On 3 November, you may have wondered what happened to all the bald fat middle-aged bouncers that normally obstruct your entry into London nightclubs. Mystery solved, they were re-living their rude-boy youth at The Specials gig in Ally Pally. When I turned up, I looked at the sea of pork-pie hats, Fred Perry Polo shirts, braces, tight bleached jeans and Doctor Martens, and thought, oh shit, this is going to make an evening with the Pogues look like a night at the opera. As it turned out, however, Ally Pally was probably the safest place to be that night.

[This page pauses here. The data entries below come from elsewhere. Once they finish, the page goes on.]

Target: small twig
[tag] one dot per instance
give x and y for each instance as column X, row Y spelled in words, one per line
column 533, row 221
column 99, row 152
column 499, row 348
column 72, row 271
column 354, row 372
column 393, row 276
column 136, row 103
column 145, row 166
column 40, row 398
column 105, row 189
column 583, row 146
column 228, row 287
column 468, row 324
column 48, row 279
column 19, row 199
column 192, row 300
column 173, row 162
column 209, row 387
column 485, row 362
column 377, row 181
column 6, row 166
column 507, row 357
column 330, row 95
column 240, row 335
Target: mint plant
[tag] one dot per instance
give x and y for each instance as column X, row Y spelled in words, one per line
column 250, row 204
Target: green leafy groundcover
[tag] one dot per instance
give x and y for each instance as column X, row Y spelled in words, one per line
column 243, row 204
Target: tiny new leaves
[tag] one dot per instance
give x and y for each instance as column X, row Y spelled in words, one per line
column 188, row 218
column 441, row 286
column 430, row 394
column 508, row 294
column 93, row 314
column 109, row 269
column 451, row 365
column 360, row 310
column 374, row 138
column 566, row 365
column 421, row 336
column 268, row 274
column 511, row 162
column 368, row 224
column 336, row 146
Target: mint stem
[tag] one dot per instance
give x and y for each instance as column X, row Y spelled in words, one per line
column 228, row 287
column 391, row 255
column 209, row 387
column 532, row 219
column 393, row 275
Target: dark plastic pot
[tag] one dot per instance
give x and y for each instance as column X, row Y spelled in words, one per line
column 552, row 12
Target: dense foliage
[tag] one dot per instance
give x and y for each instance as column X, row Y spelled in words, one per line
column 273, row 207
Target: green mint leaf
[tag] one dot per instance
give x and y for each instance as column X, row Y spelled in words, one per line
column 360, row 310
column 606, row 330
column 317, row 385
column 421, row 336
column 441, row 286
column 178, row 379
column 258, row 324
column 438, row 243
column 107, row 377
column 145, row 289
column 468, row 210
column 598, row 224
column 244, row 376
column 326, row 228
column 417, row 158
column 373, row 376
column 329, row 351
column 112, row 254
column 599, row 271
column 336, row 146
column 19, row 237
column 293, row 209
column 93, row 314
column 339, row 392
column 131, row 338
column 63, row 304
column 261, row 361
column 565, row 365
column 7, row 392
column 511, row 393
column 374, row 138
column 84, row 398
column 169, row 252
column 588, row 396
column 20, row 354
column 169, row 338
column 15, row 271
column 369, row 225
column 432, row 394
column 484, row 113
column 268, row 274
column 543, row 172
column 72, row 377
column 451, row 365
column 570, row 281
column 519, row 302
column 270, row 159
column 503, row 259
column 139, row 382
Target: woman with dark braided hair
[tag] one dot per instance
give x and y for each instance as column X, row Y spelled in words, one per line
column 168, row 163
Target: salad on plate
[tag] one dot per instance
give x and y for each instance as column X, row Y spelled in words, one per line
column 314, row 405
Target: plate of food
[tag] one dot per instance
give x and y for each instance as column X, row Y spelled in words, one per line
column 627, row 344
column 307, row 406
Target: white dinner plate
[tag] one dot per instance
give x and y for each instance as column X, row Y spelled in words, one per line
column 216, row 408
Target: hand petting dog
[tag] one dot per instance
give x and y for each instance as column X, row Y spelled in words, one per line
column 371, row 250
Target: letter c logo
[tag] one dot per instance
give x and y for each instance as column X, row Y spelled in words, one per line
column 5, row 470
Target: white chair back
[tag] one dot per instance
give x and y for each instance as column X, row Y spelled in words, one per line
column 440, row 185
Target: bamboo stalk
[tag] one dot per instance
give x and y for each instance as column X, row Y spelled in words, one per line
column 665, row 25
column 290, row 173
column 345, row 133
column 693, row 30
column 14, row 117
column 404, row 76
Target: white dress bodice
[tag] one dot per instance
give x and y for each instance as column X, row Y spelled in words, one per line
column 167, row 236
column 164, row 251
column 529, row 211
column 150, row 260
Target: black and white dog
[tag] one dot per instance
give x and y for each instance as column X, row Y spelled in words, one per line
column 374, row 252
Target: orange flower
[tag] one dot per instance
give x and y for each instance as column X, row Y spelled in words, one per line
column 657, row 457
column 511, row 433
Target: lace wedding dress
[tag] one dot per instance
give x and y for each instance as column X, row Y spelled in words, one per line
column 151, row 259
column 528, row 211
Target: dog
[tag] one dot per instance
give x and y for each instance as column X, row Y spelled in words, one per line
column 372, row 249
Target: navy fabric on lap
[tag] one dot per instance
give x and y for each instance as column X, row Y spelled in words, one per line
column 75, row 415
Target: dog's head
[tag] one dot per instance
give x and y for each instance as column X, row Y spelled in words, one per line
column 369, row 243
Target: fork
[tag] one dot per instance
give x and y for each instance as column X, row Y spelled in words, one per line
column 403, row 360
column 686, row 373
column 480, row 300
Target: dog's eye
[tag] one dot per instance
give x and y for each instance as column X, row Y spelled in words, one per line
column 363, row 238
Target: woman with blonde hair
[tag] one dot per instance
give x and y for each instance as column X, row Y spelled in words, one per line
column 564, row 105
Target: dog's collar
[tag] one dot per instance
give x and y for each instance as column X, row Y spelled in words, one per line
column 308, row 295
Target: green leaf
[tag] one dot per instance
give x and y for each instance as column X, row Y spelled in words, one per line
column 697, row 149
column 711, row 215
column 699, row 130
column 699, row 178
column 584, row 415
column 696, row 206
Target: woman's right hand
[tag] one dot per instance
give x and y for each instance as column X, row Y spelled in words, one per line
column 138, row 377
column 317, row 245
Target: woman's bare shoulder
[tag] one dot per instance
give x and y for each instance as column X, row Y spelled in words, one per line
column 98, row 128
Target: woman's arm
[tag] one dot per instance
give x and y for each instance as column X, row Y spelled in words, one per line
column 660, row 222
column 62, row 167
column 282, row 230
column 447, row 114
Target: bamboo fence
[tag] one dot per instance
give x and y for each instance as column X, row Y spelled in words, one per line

The support act, Stone Foundation, wearing their sixties northern soul influences on their sleeve, (and also referencing Beatles, Tony Christie and Dexys Misnight Runners) were surprisingly good (they are playing Camden Barfly on 9 December).
The Specials came on stage after a photographic montage sequence of events since they split up in 1981, starting with Maggie Thatcher and ending with David Cameron, accompanied by the theme tune to 70s TV series the Pretenders (rubbish thriller series with Roger Moore and Tony Curtis, but with the best theme tune ever) and lots of booing from the crowd. Boos turned to cheers as rhythm master Lynval Golding, lead vocalist Terry Hall and co launched their set with ‘Gangsters” and ran through a greatest hits set for the next hour and a half including “A Message to you Rudy,” Too Much too Young,” “Rat Race,” “Do Nothing,” and Ghost Town.” Golding and Hall paid tributes to the BBC, who first broadcast at Ally Pally 75 years previously, and Amy Winehouse, dedicating ‘Concrete Jungle’ to her memory, and also performing ‘Monkey Man.’
A great gig. Shame that main songwriter Jerry Dammers hasn’t rejoined, but the rest of the band were in fine form.